A 2ª edição da Conferência Internacional Amazônia e Novas Economias destacará os conflitos entre a mineração e o garimpo ilegal, uma questão crucial para a região. O garimpo ilegal, especialmente a extração clandestina de ouro, sustenta diversas atividades criminosas na Amazônia, com a comercialização desse metal frequentemente destinada a outros países. Essa prática resulta em graves consequências, como a devastação ambiental, a exploração e dizimação de povos indígenas, a contaminação de rios e o fortalecimento de redes de tráfico de drogas e exploração ilegal de madeiras nobres.
Por outro lado, a mineração industrial legalizada se apresenta como uma alternativa sustentável, mas enfrenta resistência e desafios significativos. Durante a conferência, que ocorrerá entre os dias 6 e 8 de novembro de 2024 em Belém (PA), Larissa Rodrigues, diretora de Pesquisa do Instituto Escolhas, e outros especialistas discutirão essas dinâmicas complexas e os obstáculos na busca por um desenvolvimento econômico que respeite a biodiversidade e os direitos das comunidades locais.
A extração e comercialização ilegais de ouro é uma pauta que o Instituto Brasileiro de Mineração (IBRAM), organizador da Conferência, e o Instituto Escolhas têm trabalhado em conjunto no intuito de combater a atividade não legalizada no país desde 2023.
Larissa destaca que, para combater a extração ilegal de ouro e outros minérios, o Brasil precisa de uma estratégia integrada. “É fundamental adotar um conjunto de medidas que se complementam.
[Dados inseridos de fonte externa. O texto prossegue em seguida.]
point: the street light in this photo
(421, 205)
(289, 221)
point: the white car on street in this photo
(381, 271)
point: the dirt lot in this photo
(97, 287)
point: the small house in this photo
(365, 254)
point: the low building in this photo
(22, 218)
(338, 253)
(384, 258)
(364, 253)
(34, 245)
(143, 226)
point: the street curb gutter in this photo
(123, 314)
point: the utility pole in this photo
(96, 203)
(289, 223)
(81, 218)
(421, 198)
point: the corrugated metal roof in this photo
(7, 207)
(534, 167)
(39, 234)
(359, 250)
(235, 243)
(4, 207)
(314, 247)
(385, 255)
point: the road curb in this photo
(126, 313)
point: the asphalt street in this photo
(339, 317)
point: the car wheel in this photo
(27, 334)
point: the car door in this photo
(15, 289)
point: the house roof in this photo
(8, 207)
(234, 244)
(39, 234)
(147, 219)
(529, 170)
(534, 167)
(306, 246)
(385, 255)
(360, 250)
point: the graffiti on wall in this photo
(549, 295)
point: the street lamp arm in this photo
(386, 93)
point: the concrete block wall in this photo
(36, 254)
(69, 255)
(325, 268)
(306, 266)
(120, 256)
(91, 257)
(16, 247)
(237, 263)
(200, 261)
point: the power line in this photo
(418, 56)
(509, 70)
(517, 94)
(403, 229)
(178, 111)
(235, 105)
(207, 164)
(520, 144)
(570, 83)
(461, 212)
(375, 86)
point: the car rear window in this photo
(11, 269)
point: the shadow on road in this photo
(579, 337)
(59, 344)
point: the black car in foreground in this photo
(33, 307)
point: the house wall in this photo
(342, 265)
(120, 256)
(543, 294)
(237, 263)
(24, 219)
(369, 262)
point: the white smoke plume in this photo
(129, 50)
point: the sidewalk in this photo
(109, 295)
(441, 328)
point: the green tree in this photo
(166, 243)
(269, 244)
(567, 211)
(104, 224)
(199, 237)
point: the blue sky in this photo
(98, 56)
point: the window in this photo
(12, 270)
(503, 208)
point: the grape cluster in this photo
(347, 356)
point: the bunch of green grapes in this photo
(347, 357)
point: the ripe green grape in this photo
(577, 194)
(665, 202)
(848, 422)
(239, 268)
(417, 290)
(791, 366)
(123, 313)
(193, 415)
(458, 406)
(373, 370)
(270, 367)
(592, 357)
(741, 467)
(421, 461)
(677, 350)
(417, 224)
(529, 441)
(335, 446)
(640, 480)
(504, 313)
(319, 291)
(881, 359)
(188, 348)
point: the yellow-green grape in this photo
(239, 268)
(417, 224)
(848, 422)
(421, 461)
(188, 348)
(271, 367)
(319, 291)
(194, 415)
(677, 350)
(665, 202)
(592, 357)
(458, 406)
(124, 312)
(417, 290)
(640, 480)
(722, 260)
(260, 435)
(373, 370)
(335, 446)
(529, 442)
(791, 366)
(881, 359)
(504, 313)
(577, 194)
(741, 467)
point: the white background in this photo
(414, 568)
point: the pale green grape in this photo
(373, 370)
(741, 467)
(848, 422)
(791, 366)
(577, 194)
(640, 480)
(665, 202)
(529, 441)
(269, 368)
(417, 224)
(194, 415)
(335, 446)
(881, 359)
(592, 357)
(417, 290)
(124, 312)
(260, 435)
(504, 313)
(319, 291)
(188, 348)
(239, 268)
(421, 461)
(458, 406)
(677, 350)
Precisamos aumentar os custos e, consequentemente, o risco financeiro das atividades ilegais, tornando-as menos atrativas economicamente. Isso inclui controles rigorosos sobre a comercialização do ouro, como a suspensão de transações baseadas apenas na boa-fé e a implementação de notas fiscais eletrônicas, medidas já adotadas em 2023”, analisa.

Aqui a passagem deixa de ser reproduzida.